Keseimbangan antara Keteraturan dan Keterkejutan dalam menulis
Aku tak tahu, telah berapa banyak teman yang sejak dahulu bertanya kepadaku tentang persoalan itu-itu saja, "Bagaimana kita memulai menulis?"
Sebagian besar mereka telah dibayang-bayangi ketakutan yang itu hanya semacam fatamorgana, bahkan ketika belum memulai apapun.
Bayangan apa kiranya yang bisa mengganggu atau mengurungkan niat seseorang menulis?
Sejauh yang aku bisa perkirakan, bayangan itu ada dua macam:
- Pertama, rasa takut pesannya tak sampai atau dipahami ke pembaca.
- Kedua, rasa takut yang timbul karena khawatir tak dapat mengaplikasikan kaidah bahasa Indonesia yang benar dan baik.
Tampaknya para calon penulis lupa bahwa di dalam berbahasa kita, pertama-tama mengandalkan intuisi dan nalar, bukan tata bahasa, kosa kata, dan segala aturannya. Ini adalah fakta yang mudah kita temukan dalam dunia kepenulisan sehari-hari. Padahal, kebanyakan pembaca tidak terlampau peduli terhadap pelaksanaan kaidah bahasa dalam sebuah tulisan. Tidak penting apakah tertulis objek atau obyek, Bandung Selatan atau Bandung selatan, kakitangan atau kaki-tangan atau kaki tangan, mengreaktifkan atau mengereaktifkan atau mengkreatifkan.

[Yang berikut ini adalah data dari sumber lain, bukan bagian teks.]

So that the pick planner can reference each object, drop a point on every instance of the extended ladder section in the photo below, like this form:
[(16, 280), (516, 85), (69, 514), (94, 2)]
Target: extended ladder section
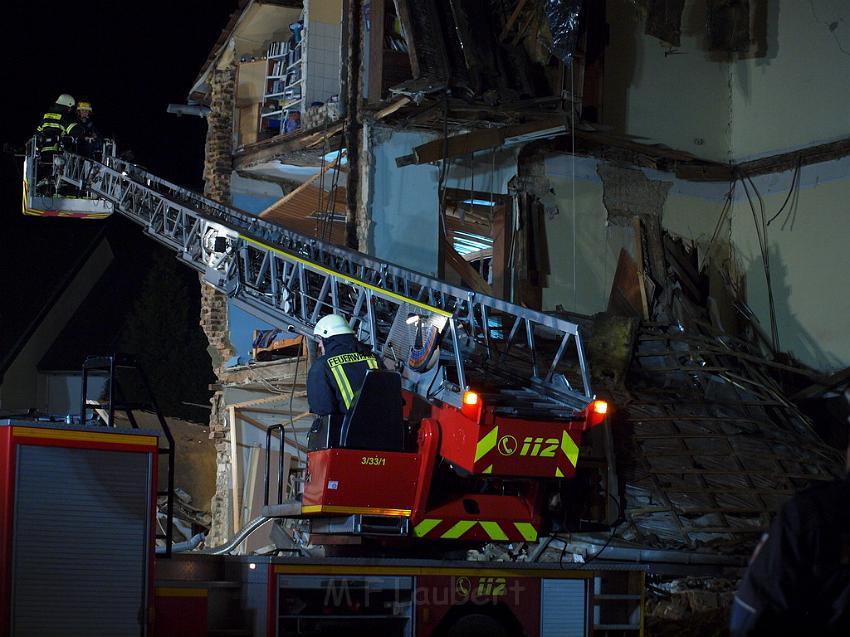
[(443, 339)]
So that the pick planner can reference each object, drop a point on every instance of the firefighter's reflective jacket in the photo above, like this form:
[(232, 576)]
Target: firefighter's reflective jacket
[(798, 581), (58, 122), (336, 377)]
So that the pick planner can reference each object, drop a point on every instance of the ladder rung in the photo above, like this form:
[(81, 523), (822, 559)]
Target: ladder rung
[(615, 597)]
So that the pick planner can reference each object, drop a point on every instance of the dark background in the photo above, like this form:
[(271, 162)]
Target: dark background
[(130, 60)]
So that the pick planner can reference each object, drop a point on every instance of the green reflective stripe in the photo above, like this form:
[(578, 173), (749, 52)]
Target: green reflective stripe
[(494, 531), (344, 386), (425, 526), (486, 444), (569, 447), (458, 530), (344, 359), (526, 530)]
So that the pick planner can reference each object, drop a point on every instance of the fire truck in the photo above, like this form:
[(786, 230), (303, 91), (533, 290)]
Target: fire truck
[(468, 434)]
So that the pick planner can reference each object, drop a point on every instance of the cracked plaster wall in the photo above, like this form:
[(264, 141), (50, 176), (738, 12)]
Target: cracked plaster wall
[(721, 109)]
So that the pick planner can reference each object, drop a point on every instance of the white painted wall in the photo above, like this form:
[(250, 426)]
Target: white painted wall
[(808, 246), (793, 96), (809, 262), (798, 94), (403, 203), (680, 100)]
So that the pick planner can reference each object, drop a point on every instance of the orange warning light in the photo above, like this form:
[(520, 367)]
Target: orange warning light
[(470, 398), (600, 407)]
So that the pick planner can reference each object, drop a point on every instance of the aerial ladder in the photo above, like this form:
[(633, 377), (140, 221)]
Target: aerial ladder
[(496, 396)]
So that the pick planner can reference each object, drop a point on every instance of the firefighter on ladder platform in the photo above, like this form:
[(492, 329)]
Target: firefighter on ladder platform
[(337, 375), (56, 125)]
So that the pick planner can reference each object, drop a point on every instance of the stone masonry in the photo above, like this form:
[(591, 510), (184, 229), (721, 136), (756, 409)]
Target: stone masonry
[(217, 170)]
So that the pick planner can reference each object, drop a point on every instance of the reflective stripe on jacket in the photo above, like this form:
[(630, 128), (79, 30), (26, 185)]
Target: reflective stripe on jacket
[(336, 377)]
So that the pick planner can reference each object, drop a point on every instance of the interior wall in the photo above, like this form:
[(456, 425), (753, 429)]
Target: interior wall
[(809, 261), (807, 246), (260, 25), (797, 94), (402, 203), (680, 99)]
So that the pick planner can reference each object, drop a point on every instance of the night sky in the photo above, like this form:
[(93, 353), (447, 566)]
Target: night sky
[(130, 60)]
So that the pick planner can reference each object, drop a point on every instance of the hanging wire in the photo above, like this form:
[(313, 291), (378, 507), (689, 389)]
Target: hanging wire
[(724, 213), (573, 168), (444, 168), (795, 180), (759, 219)]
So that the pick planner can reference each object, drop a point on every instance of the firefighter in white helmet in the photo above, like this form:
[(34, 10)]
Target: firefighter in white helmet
[(337, 375), (56, 125)]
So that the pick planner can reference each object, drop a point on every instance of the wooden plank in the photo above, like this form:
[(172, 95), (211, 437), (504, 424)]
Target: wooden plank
[(256, 423), (510, 23), (481, 139), (291, 195), (499, 266), (626, 297), (645, 294), (375, 61), (249, 483)]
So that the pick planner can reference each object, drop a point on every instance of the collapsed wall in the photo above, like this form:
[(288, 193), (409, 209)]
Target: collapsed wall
[(217, 170)]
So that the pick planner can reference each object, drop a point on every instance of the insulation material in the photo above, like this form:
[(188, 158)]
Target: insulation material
[(728, 25), (664, 20), (563, 19), (628, 193)]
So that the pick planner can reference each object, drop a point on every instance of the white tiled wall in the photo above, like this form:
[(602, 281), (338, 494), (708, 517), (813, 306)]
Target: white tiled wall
[(322, 60)]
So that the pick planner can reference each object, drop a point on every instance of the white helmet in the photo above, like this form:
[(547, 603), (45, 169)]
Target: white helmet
[(331, 325)]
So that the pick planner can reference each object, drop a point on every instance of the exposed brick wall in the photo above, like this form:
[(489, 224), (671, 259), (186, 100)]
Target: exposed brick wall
[(217, 169)]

Di sisi yang berseberangan, lebih mudah dijumpai penulis yang menafikkan norma, kaidah, atau aturan bahasa. Dan penulis model seperti ini biasanya berdalih, itulah penulis seharusnya lakukan, tak perlu memikirkan aturan bahasa. Dalam hal ini, konsep itu "malah menjadi tempat banyak penulis bersembunyi dan mencari pembenaran". Setiap wacana tulisan punya tuntutan dan permasalahan sendiri-sendiri. Namun, di dalam menulis baik prosa maupun puisi, mestinya berangkat dari sikap yang sama, yaitu sikap di dalam memandang bahasa sebagai unit paling penting yang membangun kedua wacana tersebut.
Semua hal remeh temeh tersebut bagi penulis jenis ini anggap sangat tidak sebanding dengan pesan yang hendak disampaikan. Sikap longgar seperti inilah yang pada gilirannya menyuburkan kebiasaan buruk tidak peduli di kalangan para penulis seperti itu. Maka lahirlah kaidah "yang penting pembaca mengerti".
Mudah-mudahan menjadi semakin jelaslah tak ada alasan kita memandang kaidah bahasa lebih sebagai momok ataupun pedoman yang memberi kejelasan. Dua hal tersebut sama pentingnya.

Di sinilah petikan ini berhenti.